The European Central Bank (ECB) does not currently see evidence that the U.S.-Israeli conflict with Iran is triggering broader inflationary pressures across the euro area, although policymakers remain alert to potential indirect effects on prices, ECB Governing Council member Martin Kocher said.
In an interview with German financial newspaper Börsen-Zeitung published on Wednesday, Kocher said the ECB is closely monitoring whether higher energy costs and other disruptions linked to the Middle East conflict could eventually feed into wider inflation through so-called second-round effects, such as rising wages and broader price increases.
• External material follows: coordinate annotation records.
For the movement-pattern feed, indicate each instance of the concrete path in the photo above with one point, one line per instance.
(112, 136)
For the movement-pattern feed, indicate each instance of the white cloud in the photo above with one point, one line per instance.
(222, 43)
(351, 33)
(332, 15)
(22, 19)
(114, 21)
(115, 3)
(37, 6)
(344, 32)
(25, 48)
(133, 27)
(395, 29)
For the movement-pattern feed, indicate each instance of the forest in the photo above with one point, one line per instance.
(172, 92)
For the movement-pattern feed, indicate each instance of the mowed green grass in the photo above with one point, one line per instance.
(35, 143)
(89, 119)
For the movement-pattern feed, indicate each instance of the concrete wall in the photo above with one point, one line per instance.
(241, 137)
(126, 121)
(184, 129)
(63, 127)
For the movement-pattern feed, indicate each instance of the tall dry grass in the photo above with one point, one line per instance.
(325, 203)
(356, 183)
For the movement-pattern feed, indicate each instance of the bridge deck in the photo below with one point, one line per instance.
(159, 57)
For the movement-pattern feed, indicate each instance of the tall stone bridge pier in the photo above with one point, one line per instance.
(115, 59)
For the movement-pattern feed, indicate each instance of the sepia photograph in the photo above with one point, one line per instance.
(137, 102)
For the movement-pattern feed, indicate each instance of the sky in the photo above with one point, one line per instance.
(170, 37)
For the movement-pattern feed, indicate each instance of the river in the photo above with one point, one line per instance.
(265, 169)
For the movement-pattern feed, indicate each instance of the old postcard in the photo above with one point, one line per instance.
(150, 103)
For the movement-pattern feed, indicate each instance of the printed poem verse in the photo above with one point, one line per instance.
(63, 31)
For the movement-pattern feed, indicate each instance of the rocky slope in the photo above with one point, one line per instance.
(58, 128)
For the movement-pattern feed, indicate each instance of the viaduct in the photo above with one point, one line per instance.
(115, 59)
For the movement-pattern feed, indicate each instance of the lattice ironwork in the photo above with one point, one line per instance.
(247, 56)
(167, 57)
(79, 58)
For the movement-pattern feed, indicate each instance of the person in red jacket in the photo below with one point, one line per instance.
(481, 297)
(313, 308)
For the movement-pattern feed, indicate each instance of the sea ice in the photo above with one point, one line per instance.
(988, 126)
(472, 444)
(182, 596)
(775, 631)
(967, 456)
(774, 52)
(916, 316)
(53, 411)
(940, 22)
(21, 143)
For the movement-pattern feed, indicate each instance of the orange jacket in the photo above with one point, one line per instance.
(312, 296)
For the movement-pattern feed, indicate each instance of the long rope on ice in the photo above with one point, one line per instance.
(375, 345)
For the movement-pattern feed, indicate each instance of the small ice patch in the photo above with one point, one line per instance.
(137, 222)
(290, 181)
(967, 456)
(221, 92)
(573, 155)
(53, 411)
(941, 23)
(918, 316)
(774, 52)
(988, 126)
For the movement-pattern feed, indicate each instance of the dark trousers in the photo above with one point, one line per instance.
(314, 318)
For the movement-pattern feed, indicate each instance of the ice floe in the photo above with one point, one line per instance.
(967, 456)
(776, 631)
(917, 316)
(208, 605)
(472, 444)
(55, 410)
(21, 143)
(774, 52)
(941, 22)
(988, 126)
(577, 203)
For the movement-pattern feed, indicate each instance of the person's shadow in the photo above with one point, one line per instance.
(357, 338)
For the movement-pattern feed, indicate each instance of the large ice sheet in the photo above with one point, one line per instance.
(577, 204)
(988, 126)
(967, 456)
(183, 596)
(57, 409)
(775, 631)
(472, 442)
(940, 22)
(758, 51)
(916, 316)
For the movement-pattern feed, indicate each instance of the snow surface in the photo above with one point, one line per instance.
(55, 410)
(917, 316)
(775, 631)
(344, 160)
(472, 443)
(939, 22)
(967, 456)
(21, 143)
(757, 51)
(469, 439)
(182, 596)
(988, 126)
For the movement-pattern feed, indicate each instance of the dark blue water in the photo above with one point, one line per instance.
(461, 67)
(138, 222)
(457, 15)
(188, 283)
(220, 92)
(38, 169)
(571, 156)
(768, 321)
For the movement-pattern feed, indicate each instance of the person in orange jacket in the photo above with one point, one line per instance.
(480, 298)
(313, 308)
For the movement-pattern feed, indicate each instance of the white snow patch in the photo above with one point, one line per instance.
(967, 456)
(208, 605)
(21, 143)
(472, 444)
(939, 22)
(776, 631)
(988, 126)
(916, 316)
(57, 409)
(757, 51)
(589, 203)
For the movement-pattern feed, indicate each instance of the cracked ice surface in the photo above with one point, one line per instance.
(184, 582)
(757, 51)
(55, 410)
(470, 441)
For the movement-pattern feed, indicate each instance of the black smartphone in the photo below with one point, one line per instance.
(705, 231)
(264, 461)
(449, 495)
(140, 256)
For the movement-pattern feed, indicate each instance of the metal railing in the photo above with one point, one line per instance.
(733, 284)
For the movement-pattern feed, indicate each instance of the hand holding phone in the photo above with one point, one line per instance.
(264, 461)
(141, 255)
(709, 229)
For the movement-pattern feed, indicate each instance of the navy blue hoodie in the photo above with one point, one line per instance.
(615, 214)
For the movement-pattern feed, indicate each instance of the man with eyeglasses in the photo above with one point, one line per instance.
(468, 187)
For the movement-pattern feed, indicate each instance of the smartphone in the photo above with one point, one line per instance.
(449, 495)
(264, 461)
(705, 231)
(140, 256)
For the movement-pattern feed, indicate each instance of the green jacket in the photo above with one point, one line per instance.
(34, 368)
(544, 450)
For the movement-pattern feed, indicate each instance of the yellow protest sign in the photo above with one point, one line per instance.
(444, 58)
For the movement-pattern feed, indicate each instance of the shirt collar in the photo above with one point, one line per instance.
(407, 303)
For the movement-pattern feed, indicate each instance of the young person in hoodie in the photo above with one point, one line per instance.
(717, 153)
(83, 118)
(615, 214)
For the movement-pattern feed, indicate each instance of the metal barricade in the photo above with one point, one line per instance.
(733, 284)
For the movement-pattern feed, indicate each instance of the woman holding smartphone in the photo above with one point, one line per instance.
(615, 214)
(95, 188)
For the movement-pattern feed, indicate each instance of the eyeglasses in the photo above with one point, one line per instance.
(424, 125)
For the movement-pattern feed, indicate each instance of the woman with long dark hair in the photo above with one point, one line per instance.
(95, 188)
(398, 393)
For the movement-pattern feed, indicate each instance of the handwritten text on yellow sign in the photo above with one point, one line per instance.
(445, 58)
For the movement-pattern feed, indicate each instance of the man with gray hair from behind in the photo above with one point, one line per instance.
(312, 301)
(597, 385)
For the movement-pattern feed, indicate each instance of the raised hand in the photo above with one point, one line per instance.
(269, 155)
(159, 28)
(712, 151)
"At the moment we are paying particular attention to the indirect price effects of the war in the Middle East and possible second-round effects. We currently see no second-round effects," Kocher said, adding that the ECB will continue to align its monetary policy with inflation expectations.
Kocher, who also serves as governor of Austria's central bank, noted that the geopolitical situation remains highly uncertain as the intensity of the conflict continues to fluctuate. He stressed that the ECB stands ready to respond if inflation risks intensify.
"Therefore we are ready at any time to deploy monetary policy measures, should that be necessary," he said.
The ECB has repeatedly emphasized that geopolitical tensions, particularly those affecting global energy markets, remain a key risk to the inflation outlook. Any sustained increase in oil and gas prices could complicate the central bank's efforts to keep inflation under control.
Despite the uncertainty, Kocher said the euro area economy has so far shown resilience. However, he cautioned that a prolonged conflict involving Iran could increase economic pressures and make the outlook more challenging.
He also noted that medium- and long-term inflation expectations remain firmly anchored, suggesting that households, businesses, and financial markets continue to have confidence in the ECB's commitment to maintaining price stability. Stable inflation expectations remain a crucial factor supporting the central bank's current monetary policy strategy as it navigates ongoing geopolitical and economic risks.